Gewalt und Ausbeutung
Doch bald schon bauten sich berittene Einheiten sowie schwer bewaffnete Fußtruppen vor den Ureinwohnern auf. Mehrmals in der Geschichte des seit 15 Jahren alljährlich in Brasilia stattfindenden Protest-Camps "Terra Livre" (Freies Land) war es zu gewaltsamen Zusammenstößen gekommen.

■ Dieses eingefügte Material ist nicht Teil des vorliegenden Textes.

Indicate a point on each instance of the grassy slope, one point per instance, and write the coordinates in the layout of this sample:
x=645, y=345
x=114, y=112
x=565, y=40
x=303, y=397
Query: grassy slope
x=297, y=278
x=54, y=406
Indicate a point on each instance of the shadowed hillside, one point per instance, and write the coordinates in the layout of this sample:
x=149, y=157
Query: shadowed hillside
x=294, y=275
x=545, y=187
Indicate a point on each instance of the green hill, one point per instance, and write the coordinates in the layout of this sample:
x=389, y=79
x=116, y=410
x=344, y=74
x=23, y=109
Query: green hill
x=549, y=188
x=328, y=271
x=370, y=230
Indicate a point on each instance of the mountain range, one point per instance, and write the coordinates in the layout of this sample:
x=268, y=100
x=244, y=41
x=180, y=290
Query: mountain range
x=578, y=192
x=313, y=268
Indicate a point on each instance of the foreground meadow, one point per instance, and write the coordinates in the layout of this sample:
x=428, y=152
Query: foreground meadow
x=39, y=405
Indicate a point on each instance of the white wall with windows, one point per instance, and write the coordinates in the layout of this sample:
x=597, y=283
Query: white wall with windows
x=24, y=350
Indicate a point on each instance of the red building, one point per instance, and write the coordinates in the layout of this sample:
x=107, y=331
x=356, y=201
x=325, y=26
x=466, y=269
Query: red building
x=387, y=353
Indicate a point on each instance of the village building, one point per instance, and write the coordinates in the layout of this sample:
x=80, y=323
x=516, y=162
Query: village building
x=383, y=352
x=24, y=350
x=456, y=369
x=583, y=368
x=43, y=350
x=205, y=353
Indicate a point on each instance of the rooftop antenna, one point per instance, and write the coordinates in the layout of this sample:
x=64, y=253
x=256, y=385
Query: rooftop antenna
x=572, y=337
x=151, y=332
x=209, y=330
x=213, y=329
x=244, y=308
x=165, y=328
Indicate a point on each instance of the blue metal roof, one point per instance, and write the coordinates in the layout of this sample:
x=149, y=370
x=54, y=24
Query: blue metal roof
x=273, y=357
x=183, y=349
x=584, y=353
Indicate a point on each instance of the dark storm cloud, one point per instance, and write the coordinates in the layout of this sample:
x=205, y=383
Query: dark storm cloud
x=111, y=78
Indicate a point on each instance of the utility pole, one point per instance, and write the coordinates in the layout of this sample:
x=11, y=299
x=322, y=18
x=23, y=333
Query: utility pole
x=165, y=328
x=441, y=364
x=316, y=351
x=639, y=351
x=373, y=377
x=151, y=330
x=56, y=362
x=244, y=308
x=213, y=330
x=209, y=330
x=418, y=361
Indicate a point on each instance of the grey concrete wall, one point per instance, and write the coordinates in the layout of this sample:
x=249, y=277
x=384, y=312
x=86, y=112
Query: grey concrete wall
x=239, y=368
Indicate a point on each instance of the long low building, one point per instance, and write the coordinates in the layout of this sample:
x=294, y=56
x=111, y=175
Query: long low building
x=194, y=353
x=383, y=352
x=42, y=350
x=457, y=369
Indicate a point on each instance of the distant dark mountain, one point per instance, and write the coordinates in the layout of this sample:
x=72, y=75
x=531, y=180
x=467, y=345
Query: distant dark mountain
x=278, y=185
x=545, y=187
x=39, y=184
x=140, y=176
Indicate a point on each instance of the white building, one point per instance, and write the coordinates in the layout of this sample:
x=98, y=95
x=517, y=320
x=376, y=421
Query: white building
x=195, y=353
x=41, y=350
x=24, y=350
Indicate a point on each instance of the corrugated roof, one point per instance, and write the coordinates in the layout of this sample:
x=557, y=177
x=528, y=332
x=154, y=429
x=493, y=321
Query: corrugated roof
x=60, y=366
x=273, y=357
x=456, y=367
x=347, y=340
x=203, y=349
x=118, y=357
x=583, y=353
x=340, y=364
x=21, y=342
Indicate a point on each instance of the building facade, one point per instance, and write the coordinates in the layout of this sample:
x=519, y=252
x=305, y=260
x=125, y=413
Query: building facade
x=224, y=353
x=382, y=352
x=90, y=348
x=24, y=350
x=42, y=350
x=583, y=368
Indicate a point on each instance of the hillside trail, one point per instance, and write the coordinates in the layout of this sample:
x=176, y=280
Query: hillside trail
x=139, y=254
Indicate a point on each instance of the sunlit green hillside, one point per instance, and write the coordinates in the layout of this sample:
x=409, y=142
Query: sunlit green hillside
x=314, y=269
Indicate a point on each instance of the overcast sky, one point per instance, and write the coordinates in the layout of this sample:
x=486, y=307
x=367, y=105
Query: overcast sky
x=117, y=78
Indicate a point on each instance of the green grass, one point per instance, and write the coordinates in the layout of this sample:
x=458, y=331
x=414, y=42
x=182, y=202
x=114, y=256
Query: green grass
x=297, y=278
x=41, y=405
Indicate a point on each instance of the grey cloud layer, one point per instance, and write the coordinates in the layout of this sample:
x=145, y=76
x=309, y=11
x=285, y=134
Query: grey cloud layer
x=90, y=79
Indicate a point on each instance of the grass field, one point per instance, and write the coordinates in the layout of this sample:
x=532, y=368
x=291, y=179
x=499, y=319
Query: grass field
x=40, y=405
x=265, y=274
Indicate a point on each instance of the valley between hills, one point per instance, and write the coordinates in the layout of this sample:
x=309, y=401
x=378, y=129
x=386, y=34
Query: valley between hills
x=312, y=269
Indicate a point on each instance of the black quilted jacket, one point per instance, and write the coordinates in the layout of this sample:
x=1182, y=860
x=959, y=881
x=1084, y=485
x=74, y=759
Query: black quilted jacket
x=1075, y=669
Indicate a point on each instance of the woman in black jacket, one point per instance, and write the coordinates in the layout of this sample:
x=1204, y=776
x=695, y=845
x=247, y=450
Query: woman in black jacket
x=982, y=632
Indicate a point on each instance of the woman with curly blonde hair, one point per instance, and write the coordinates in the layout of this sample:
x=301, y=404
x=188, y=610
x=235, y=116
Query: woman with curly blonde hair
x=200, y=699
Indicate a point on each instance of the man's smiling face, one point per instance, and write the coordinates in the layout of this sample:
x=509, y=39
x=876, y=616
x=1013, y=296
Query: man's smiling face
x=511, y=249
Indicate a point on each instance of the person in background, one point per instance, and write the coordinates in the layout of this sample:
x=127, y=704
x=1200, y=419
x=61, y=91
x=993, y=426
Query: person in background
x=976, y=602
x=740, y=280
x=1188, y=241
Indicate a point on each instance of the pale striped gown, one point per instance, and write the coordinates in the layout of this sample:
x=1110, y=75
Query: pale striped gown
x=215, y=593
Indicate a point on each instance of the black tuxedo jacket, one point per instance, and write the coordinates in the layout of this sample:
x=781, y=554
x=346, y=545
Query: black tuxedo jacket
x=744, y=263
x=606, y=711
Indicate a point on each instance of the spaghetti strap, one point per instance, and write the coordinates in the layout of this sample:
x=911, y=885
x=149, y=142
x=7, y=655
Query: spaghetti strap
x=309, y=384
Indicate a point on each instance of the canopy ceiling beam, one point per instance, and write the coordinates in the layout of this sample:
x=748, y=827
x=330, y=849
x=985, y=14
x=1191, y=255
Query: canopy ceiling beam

Seit Januar ist mit dem Rechtspopulisten Jair Messias Bolsonaro ein Präsident im Amt, der die Indigenenreservate für die wirtschaftliche Ausbeutung öffnen will. Bolsonaro hatte das Treffen bereits kritisiert. "Wer bezahlt für dieses Treffen? Sie, liebe Steuerzahler. Diese Verschwendung von Steuergeldern wird unter unserer Regierung aufhören." Dabei fließen gar keine Steuergelder in den Protest.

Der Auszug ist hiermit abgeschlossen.